Getting Started with String Distance Metrics
I took a little digression from Python and NLTK when I discovered the R package
stringdist
, which has a collection of functions for string distance
calculation and approximate matching based on those metrics. This is one of the
main reasons I started learning NLP in the first place, and stringdist
, like a
lot of R packages, has good documentation including a paper about the package
and underlying metrics.
There was no better reason for me to start diving in right away!
So, here I am sharing some information that I learned.
Context
If you are typing in a search box, the worst (working) implementation would
search for an exact match of what you are typing: the tiniest typo would
totally blow your search query. But search implementations should be “smarter”
than that: accounting for some margin of error is essential whenever the user
input is free text. Part of the solution is attributed to approximate (aka
fuzzy) string matching, and this is where a package like stringdist
would come
in handy.
Side note: this is not really cutting edge. Algorithms in this package are a level-up from exact matching, but are still simpler than machine learning models that are used in actual search engines and might include other features to improve search results.
Types of distance metrics
According to the paper, there are 3 major types of algorithms for calculating distance. I will glance over them in this section.
Edit-based distance
Algorithms in this category calculate the distance between two strings based on the number of edits of one string that are required to match another string. These edits can be:
- insertions (
"fo" -> "for"
), - deletions (
"care" -> "car"
), - substitutions (
"fuzz" -> "buzz"
), or - transpositions (
"pat" -> "apt"
).
The algorithms differ in whether they allow only one, some, or all of these edits. For example, the longest common substring (LCS) method only allows insertions and deletions. They also differ in the range of possible values.
stringdist("foo", "boo", method = "lcs") # 2
q-gram distance
In the context of such algorithms, q-gram is simply a string of length q. So, a
q-gram-based method takes its input strings and computes corresponding q-grams.
For example, given q = 2, "fizz"
would produce 3 q-grams ("fi"
, "iz"
, and
"zz"
). The calculations are then performed on these q-gram sets.
One q-gram-based method is the Jaccard method which calculates the proportion of uncommon q-grams. You could guess that it ranges from 0 to 1.

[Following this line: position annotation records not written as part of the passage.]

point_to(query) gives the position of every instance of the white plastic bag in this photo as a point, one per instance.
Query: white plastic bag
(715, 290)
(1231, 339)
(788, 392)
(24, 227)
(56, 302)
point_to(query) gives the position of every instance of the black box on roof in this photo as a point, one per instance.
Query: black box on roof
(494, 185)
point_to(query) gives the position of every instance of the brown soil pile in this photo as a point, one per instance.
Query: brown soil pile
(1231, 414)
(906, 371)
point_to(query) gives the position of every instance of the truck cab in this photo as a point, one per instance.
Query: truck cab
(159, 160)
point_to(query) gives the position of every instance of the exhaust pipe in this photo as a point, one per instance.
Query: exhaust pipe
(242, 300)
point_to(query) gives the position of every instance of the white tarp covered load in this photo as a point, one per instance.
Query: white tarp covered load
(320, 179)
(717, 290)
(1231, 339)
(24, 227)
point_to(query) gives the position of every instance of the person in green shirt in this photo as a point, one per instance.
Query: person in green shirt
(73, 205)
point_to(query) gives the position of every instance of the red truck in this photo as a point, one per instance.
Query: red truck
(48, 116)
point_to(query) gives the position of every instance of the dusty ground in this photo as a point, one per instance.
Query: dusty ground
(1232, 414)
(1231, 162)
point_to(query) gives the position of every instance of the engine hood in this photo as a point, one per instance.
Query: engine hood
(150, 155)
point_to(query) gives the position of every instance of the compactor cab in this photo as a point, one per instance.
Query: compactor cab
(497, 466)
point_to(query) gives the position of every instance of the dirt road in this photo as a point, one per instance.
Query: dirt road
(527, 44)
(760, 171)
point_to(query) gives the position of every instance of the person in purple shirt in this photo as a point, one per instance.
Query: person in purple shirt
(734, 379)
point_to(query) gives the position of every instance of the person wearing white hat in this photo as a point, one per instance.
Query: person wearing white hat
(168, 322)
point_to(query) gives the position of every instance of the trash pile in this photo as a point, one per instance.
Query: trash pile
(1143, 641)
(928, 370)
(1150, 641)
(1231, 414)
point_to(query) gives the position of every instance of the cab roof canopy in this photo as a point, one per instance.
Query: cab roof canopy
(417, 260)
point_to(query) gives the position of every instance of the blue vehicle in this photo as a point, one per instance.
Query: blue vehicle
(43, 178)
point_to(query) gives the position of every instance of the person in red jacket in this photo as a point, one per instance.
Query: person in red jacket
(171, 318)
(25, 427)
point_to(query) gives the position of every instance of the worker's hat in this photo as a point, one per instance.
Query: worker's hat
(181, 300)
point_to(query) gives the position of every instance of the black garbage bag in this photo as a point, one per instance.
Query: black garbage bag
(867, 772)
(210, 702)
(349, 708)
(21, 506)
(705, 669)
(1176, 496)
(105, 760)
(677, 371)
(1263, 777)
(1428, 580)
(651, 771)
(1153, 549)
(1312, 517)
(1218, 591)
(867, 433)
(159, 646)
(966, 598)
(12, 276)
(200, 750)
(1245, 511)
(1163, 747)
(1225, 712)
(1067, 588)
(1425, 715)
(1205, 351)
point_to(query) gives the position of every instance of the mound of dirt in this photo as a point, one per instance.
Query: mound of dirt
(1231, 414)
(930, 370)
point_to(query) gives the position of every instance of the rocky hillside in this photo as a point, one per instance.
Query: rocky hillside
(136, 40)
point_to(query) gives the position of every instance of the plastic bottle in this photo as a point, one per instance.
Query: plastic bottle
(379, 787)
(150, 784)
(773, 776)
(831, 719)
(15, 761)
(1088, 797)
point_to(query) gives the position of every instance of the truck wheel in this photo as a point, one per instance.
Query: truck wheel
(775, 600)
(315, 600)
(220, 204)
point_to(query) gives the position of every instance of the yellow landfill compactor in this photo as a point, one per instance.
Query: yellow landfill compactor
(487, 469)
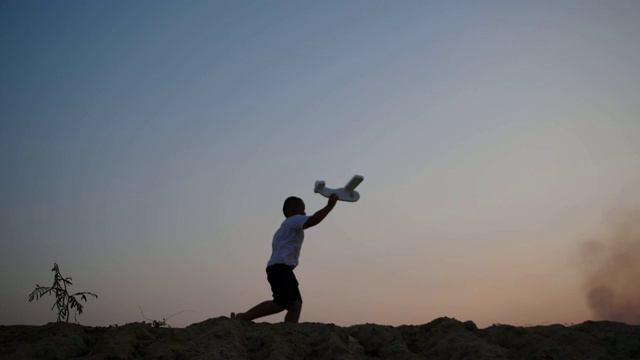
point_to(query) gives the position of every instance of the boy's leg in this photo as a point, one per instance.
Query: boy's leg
(263, 309)
(293, 314)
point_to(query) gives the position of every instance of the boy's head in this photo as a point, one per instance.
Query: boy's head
(293, 206)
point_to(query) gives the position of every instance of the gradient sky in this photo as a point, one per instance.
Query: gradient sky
(147, 147)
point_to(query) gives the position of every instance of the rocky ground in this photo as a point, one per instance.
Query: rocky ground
(223, 338)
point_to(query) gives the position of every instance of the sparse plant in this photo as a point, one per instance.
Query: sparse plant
(64, 301)
(163, 323)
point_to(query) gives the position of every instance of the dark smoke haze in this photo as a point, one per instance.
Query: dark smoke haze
(613, 271)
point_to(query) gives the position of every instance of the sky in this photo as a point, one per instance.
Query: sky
(146, 147)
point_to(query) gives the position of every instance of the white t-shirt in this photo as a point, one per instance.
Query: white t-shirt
(287, 241)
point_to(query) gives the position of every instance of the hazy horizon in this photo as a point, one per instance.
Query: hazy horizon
(147, 147)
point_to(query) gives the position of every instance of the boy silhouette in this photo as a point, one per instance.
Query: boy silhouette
(286, 245)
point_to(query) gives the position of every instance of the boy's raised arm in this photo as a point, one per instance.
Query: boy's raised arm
(316, 218)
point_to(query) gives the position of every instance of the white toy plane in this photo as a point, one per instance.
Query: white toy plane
(347, 193)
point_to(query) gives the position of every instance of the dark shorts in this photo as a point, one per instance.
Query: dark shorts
(284, 285)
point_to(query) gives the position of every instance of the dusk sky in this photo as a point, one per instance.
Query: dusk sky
(146, 147)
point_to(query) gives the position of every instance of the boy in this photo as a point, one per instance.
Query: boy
(286, 245)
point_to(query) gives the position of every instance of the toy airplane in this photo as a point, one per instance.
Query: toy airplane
(347, 193)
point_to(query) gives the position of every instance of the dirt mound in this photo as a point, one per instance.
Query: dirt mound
(223, 338)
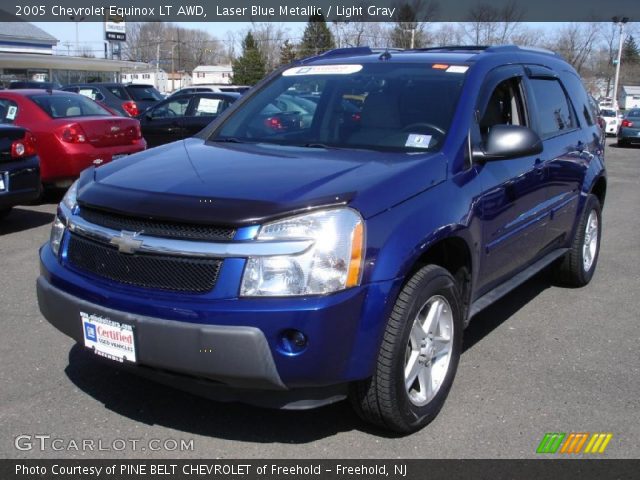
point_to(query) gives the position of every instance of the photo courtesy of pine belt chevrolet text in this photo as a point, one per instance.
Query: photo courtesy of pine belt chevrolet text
(331, 234)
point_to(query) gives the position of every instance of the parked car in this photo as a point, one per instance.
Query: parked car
(629, 132)
(182, 116)
(292, 268)
(611, 122)
(210, 88)
(33, 84)
(128, 99)
(19, 164)
(72, 132)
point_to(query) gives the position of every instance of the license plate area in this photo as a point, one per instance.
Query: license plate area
(109, 339)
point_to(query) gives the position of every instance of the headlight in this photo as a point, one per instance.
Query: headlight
(70, 198)
(69, 202)
(57, 231)
(332, 263)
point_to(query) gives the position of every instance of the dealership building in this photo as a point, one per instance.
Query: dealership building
(27, 53)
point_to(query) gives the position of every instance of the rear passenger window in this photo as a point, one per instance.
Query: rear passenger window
(8, 111)
(554, 110)
(119, 92)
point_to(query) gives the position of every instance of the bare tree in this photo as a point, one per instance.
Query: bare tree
(489, 25)
(171, 46)
(269, 36)
(410, 23)
(575, 42)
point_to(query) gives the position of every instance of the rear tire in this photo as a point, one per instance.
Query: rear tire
(578, 265)
(418, 357)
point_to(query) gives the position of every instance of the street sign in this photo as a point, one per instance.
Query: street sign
(115, 28)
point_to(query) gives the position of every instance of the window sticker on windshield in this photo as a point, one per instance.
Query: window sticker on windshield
(11, 112)
(457, 69)
(417, 140)
(322, 70)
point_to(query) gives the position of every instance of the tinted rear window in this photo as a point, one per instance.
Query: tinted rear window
(119, 92)
(554, 110)
(8, 111)
(66, 106)
(144, 92)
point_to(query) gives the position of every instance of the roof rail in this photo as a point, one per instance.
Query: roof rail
(471, 48)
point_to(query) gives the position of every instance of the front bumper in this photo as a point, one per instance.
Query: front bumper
(21, 180)
(230, 342)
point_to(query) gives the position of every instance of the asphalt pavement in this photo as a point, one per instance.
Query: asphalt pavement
(543, 359)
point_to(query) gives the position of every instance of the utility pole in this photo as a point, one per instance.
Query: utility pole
(620, 22)
(77, 20)
(157, 82)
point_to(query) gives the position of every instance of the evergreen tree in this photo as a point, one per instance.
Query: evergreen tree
(317, 37)
(249, 68)
(630, 51)
(287, 53)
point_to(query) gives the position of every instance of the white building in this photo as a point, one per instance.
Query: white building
(27, 54)
(220, 74)
(178, 80)
(629, 97)
(157, 78)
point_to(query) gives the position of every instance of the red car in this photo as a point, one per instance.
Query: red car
(72, 132)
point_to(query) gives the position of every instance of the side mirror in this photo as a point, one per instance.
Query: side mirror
(508, 141)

stringdist("leia", "leela", method = "jaccard", q = 2) # 0.8333
Heuristic distance
Two methods were mentioned in the paper: the Jaro distance and its extension, the Jaro-Winkler distance. These methods are actually developed to account for typing errors using the logic that typing errors result in character substitutions or transpositions between adjacent characters. The further the matched characters are from each other, the larger the penalty added to the distance metric.
They range from 0 to 1, where 0 is a perfect match.
stringdist("comonality", "commonality", method = "jw") # 0.0303
Application
The use of such methods is mainly a lookup function: input string(s) is
searched into another set, the dictionary, for matches. A function like
stringdist::amatch()
calculates the distance metric of interests and picks up
the best match. Also, it is straightforward to write a function that gets the
best n matches along with the calculated metric if you wish.
It is worth noting that different metrics produce different results, and such difference might be huge. So, the choice should be consciously made based on the type of text being analyzed. Also, since they don’t have the same ranges of possible values, they are not directly comparable.
That sums up what I have learned about string distance and approximate matching
from reading the stringdist
package paper. From here I will probably get back
to progressing in Python and NLTK to continue learning.